THE NEANDERTHAL CREED
November 18, 2003

by Joe Sobran

     Senator Edward Kennedy, who prides himself on 
opposing discrimination against all minorities, committed 
a gaffe the other day. Speaking of President Bush's 
judicial appointees, he pledged that the Senate won't 
confirm any "Neanderthals."

     As a Neanderthal, I find that shockingly 
insensitive. Senator Kennedy is, after all, the 
uncle-in-law of California's new governor, who achieved 
great fame playing Neanderthals in the movies. How can he 
be so openly contemptuous of the concerns of the 
Neanderthal community?

     President Bush hasn't even nominated any real 
Neanderthals to the Federal judiciary. His choices are 
all far too "progressive" to suit us, even if Senator 
Kennedy considers them "reactionary." To his way of 
thinking, anyone who is less than enthusiastic about 
destroying human fetuses is hopelessly behind the times.

     But as all Neanderthals understand, much of the 
trouble in this world is caused by people trying to keep 
up with the times. Such people consider following current 
trends imperative, because they have no unchanging 
standards by which to judge those trends. For them, 
change automatically means improvement, and the word 
"change" itself is a kind of mantra for them.

     The "progressive" mentality is marked by an odd 
faith in the future, with a corresponding disdain for the 
past. It believes that the future will be better, if 
present trends continue; the only change it disapproves 
of is change back toward the past.

     This faith was best expressed by the progressive 
journalist Lincoln Steffens, who returned from a visit to 
the Soviet Union to proclaim, "I have been over into the 
future, and it works."

     But by what standard will the future be better, when 
to the progressive mindset all standards are themselves 
impermanent and fluid? After all, progressives tell us, 
"there are no absolutes"; they even speak of "evolving 
standards." What seems good today may appear bad from the 
perspective of the future. Even today's progressive may 
become tomorrow's reactionary, if he fails to keep up 
with the times!

     "Lord, we know what we are, but we know not what we 
may be," says Shakespeare's mad Ophelia with demented 
insight. She doesn't know she is expressing the 
progressive philosophy in a nutshell.

     Well, the present is the glorious future of 
yesterday's progressives. Is it really an improvement? By 
definition it must be. But not everyone finds it so.

     The Neanderthal will have none of this. By his 
standards, history isn't an unbroken record of 
improvement. He is keenly aware that in the struggles of 
the past, the right side hasn't always won. Believing 
that the right side is always victorious is, as G.K. 
Chesterton put it, like believing in trial by combat.

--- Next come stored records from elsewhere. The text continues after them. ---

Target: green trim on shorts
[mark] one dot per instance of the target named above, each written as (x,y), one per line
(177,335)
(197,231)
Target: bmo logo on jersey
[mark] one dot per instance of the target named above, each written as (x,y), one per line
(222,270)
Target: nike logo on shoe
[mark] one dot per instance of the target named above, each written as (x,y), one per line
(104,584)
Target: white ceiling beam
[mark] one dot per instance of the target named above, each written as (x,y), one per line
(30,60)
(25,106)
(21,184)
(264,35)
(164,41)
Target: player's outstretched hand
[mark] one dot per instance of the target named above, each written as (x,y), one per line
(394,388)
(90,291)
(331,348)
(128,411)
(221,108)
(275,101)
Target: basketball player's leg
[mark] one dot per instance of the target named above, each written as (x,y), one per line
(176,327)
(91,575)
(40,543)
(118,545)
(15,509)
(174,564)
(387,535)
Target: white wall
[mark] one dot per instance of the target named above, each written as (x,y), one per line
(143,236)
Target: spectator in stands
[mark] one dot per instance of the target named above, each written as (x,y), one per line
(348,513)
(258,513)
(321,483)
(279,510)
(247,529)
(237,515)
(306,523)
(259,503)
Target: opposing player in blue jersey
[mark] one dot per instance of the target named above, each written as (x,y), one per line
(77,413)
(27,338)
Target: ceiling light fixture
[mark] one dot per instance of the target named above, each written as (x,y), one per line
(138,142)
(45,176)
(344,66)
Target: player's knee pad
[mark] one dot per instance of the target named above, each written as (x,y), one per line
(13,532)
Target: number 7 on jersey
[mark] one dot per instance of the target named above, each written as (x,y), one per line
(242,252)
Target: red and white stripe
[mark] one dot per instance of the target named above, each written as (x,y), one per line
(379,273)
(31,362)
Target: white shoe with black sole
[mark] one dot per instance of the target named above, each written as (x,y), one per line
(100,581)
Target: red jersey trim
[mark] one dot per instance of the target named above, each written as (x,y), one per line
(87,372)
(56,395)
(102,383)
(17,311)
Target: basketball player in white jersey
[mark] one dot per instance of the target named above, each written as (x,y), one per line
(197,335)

     The stronger side usually wins. This proves nothing 
about which side was right. Often the right side winds up 
on "the dustbin of history." In most of the great 
struggles of the past, there have been reasonable and 
honorable men on both sides before the issue was decided 
by power and, sometimes, sheer chance. And sometimes 
neither side was right.

     For this reason, the Neanderthal understands that 
history's losers are often worth listening to. Making 
allowances for his partisanship, the memoirs of Jefferson 
Davis are extremely illuminating about the War Between 
the States. He argues compellingly that under the U.S. 
Constitution any state has the right to secede from the 
Union. The fact that his side lost in no way refutes the 
logic of his argument.

     This is especially hard for Americans to understand, 
because the United States has won most of its wars and 
has never been conquered and devastated by a foreign 
power. We lack the sense of tragedy, irony, and history 
itself that is common to people who have tasted bitter 
defeat.

     Our enormously emotional reaction to the 9/11 
terrorist attacks was partly due to sheer amazement: we 
had felt immune to such violence. The Neanderthal was 
shocked, but not surprised. He had almost expected 
something like this. Or even worse.

     The Neanderthal isn't necessarily a pessimist, but 
he regards the progressive's optimism about history as 
insanity. And he can't share the progressive's faith that 
government can protect us from evil -- a faith held even 
by many people who consider themselves conservative.

     History ought to be a sufficient cure for optimism, 
but many Americans seem to be incurable.